A window kit will be included in your purchase of a portable AC unit. These kits are made up of a small panel, a flexible ventilation hose, and a diffuser that connects to the free-standing AC unit inside. Refer to your owner’s manual for exact instructions, but here are some general steps to follow:
Install the window panel with an adhesive seal along the inside of the frame.
Pull the panel until it extends to the full width of your window.
Close the window and stuff the top of the window with non-adhesive stripping. It’s important to insulate the area around the panel and open window, so cool air doesn’t escape and hot air doesn’t enter your home.
Position the free-standing portable air conditioner on level ground with at least 20 inches of space all around the machine. Furniture, walls, and drapes may block air circulation and affect the efficiency of the machine.
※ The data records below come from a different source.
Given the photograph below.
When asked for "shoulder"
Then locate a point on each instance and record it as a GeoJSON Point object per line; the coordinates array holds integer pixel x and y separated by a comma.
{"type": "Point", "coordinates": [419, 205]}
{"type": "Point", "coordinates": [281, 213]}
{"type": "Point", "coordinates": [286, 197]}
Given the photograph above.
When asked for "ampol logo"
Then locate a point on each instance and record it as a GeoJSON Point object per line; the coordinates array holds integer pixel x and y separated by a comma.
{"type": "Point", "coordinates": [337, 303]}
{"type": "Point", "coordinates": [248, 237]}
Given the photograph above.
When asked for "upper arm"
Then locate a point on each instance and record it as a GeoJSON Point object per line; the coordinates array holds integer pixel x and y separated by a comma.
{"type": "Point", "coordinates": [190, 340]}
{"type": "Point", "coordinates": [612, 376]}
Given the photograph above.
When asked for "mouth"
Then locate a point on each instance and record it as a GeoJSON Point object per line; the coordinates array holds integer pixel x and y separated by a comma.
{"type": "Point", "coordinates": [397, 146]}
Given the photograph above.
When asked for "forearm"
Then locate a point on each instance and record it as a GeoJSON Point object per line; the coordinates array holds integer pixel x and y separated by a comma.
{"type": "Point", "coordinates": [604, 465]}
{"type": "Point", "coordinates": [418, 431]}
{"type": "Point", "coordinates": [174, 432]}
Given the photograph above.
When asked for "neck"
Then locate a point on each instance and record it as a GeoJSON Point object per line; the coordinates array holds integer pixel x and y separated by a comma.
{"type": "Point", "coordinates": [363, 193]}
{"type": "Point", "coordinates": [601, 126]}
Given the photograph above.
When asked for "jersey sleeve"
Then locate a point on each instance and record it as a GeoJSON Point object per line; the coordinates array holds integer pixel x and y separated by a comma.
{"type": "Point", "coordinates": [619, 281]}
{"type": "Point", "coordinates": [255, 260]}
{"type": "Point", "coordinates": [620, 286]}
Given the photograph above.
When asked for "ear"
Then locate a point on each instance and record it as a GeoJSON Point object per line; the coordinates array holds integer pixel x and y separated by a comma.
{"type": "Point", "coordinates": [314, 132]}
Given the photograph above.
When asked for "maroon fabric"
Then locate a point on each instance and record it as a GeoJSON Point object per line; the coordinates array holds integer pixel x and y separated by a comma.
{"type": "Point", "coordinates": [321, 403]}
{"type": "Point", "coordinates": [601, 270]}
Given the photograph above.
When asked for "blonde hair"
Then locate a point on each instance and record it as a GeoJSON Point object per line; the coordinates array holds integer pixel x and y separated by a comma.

Attach the ventilation hose to the back of the machine by turning it until it clicks into place or by using a lever on the unit to lock it into place.
On the other end of the hose, slide the diffuser into the window panel. Screw it into place.
Fasten security brackets along the top of the window. If you plan to move your portable air conditioner around, you might want to skip this step.”
Frequently asked questions
What is the best portable air conditioner on the market?
The LG is the best portable air conditioner. It’s backed by 14,000 BTU and can cool a space of 500 square feet. Control the temperature, set a 24-hour timer, or adjust fan speed via remote control from the comfort of your sofa.
If you live in a particularly dry climate, you may be more interested in evaporative coolers. If so, we recommend the Honeywell Indoor Portable Evaporative Cooler. Our friends on the West Coast or in the Southwest will get the best run for their money with this machine. It works as a fan and a humidifier. If you’re sensitive to white noise, you switch between three sound settings.
What does BTU stand for?
BTU stands for British Thermal Units. Air conditioners are measured by the amount of BTUs the unit can add or remove from the air per hour. The portable air conditioners we reviewed range from 10,000 BTU to 14,000 BTU.
How big of a portable air conditioner do I need?
You should consider the size of the space you need to cool before purchasing a portable air conditioner. Here are some general guidelines according to Energy Star:
400-450 square feet—10,000 BTU
450-550 square feet—12,000 BTU
550-700 square feet—14,000 BTU
Do all portable air conditioners have to be vented out a window?
Yes, all portable air conditioners must be vented out a window through one or two hoses that connect from the machine to a panel within your window frame. Unlike standard window AC units, these portable machines do not protrude outside of your home and should pass all local ordinances that restrict window air conditioners.
Are portable air conditioners energy-efficient?
Although portable air conditioners are cheaper to run and more conservative than central AC, they are less energy-efficient than window units and evaporative coolers. If you live under strict local ordinances that prohibits window units or in a humid region, a portable AC unit may be your only option.
Do portable air conditioners need to be drained?
Yes, most portable air conditioners need to be drained occasionally as condensation is collected inside the machine. The Whynter portable air conditioner is an exception as it has auto-drain technology that completely recycles the condensation.